R/runPCA.R
In scater: Single-Cell Analysis Toolkit for Gene Expression Data in R

#' Perform PCA on expression data
#'
#' Perform a principal components analysis (PCA) on cells, 
#' based on the expression data in a SingleCellExperiment object. 
#'
#' @param x For \code{calculatePCA}, a numeric matrix of log-expression values where rows are features and columns are cells.
#' Alternatively, a \linkS4class{SummarizedExperiment} or \linkS4class{SingleCellExperiment} containing such a matrix.
#'
#' For \code{runPCA}, a \linkS4class{SingleCellExperiment} object containing such a matrix.
#' @param ncomponents Numeric scalar indicating the number of principal components to obtain.
#' @param ntop Numeric scalar specifying the number of features with the highest variances to use for dimensionality reduction.
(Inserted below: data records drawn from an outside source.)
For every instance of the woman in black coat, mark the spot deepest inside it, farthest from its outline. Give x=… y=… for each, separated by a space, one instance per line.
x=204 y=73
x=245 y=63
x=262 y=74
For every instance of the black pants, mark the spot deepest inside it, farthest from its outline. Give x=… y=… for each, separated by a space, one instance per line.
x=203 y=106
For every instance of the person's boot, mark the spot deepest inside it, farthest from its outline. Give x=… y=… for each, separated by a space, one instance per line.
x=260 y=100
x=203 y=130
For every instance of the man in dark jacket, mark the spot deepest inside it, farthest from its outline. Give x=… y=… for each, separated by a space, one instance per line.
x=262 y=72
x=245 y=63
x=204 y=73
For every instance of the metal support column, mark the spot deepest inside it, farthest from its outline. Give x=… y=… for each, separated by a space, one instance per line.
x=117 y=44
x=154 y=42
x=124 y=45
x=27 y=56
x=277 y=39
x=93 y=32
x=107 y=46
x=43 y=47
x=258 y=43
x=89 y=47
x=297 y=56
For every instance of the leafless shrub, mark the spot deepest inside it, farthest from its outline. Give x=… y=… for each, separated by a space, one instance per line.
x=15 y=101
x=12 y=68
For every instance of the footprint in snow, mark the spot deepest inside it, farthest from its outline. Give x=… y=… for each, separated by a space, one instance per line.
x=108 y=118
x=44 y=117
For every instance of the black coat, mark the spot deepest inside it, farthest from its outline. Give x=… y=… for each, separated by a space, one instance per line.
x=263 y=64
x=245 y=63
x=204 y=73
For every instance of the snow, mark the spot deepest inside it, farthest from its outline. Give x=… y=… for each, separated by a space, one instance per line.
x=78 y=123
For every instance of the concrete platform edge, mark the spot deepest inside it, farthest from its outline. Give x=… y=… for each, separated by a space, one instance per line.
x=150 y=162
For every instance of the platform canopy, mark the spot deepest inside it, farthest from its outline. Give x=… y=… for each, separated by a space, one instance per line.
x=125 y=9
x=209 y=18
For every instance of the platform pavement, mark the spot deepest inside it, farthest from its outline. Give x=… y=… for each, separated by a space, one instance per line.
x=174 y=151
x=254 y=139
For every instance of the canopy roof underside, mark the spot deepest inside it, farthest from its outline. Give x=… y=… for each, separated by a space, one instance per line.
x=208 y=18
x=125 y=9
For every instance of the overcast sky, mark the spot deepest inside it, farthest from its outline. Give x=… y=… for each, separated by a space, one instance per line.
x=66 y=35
#' @param subset_row Vector specifying the subset of features to use for dimensionality reduction.
#' This can be a character vector of row names, an integer vector of row indices or a logical vector.
#' @param exprs_values Integer scalar or string indicating which assay of \code{x} contains the expression values.
#' @param scale Logical scalar, should the expression values be standardized? 
#' @param BSPARAM A \linkS4class{BiocSingularParam} object specifying which algorithm should be used to perform the PCA.
#' @param BPPARAM A \linkS4class{BiocParallelParam} object specifying whether the PCA should be parallelized.
#' @param altexp String or integer scalar specifying an alternative experiment containing the input data.
#' @param dimred String or integer scalar specifying the existing dimensionality reduction results to use.
#' @param n_dimred Integer scalar or vector specifying the dimensions to use if \code{dimred} is specified.
#' @param ... For the \code{calculatePCA} generic, additional arguments to pass to specific methods.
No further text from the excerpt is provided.